第40話

 僕らは遅めのお昼ご飯を食べ終えると、お風呂に入ることにした。

 部屋に置いてあるタオルを探すことにした。

 すると、タオルを探している夕が声を上げた。

 「あ!!」

 「どうかした?」

 夕の開けた棚をのぞき込んだ。
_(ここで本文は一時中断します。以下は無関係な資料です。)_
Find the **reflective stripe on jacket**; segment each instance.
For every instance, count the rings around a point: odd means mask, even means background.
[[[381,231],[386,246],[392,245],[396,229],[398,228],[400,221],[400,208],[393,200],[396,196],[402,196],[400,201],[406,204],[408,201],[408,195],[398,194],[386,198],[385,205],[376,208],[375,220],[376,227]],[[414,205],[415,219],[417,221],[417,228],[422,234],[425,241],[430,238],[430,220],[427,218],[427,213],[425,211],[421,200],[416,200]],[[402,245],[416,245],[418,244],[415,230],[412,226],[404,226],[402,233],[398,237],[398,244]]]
そこには、浴衣が入っていた。

 「せっかくなら着てみようよ」

 浴衣を取り出しうれしそうに体に合わせている。

 「いいじゃない」

 「じゃあ、君も着なよ」

 そう言って手に持っていた浴衣を渡した。

 「こっちの方がサイズあってかも」

 そう言って、もう一枚の方を取り出した。

 「じゃあ、着替えるから。外で待って」

 「え?お風呂で着替えないの」

 そう尋ねる。

 「うん。どうせなら着て旅館歩きたいなって」

 「わかった、着替え終わったら声かけてね」

 僕は了承して、部屋の外に出た。

 しばらく待つ扉が開いた。

 「おまたせ」

 部屋から出てきた夕を見て、僕は息を呑んだ。

 「始めてきたから時間かかっちゃた」

 夕は頬を赤く染めて、こちらを見上げる。

 「どうかな」

 「に、似合ってる」

 今日は学校スタイルのメガネに朱色の着物、頭の高い位置でまとめられた黒い髪。日頃見ないその格好に少し口ごもってしまった。

 「そっか。よかった」

 夕は、にへらっと笑った。

 「じゃ、次は君ね」

 そう言って、夕は僕の背中を押し部屋に押し込む。

 僕はそうして部屋に入り、棚から着物を取り出し服を脱ぐ。

 正直正しい着かたなど知らない、とりあえずスマホで調べて見様見真似で着てみた。

 初めてにしてはなかなか着れたと思う。少し結び目が気になるが、まあ大丈夫だろう。僕は部屋を出て外で待つ夕に声をかけた。

 「おまたせ」

 「おおお」

 夕は、そう声を上げた。

 「あれ?どこかおかしいかな」

 「いや、似合ってる」

 そう言うと夕は、少し頬が紅潮した。

 「行こっか」

 何かを誤魔化すように夕は、僕の手を握り歩き出す。

 「う、うん」

 僕は何だろと思ったが、すぐに夕の歩幅の合わせて歩いた。

 旅館の中は広く、中庭なんかもあった。その奥の隠れた場所に露天風呂があるみたいだ。

 「どうしようか?まず露天風呂入る?」

 「そうだね、でもまず大浴場見たいかも」

 夕の提案の僕はうなずき、また旅館内を歩く。

 「きれいだね。それになんかすごい、こう風情がある感じ」

 夕は言葉をひねり出しそういった。

 僕はつい笑ってしまい。

 「なにそれ」

 「笑うな」

 僕らは小さく笑いながら廊下を歩く。

 その頃にはもう手を繋いでいること気にすることなく、昔のように二人で歩いた。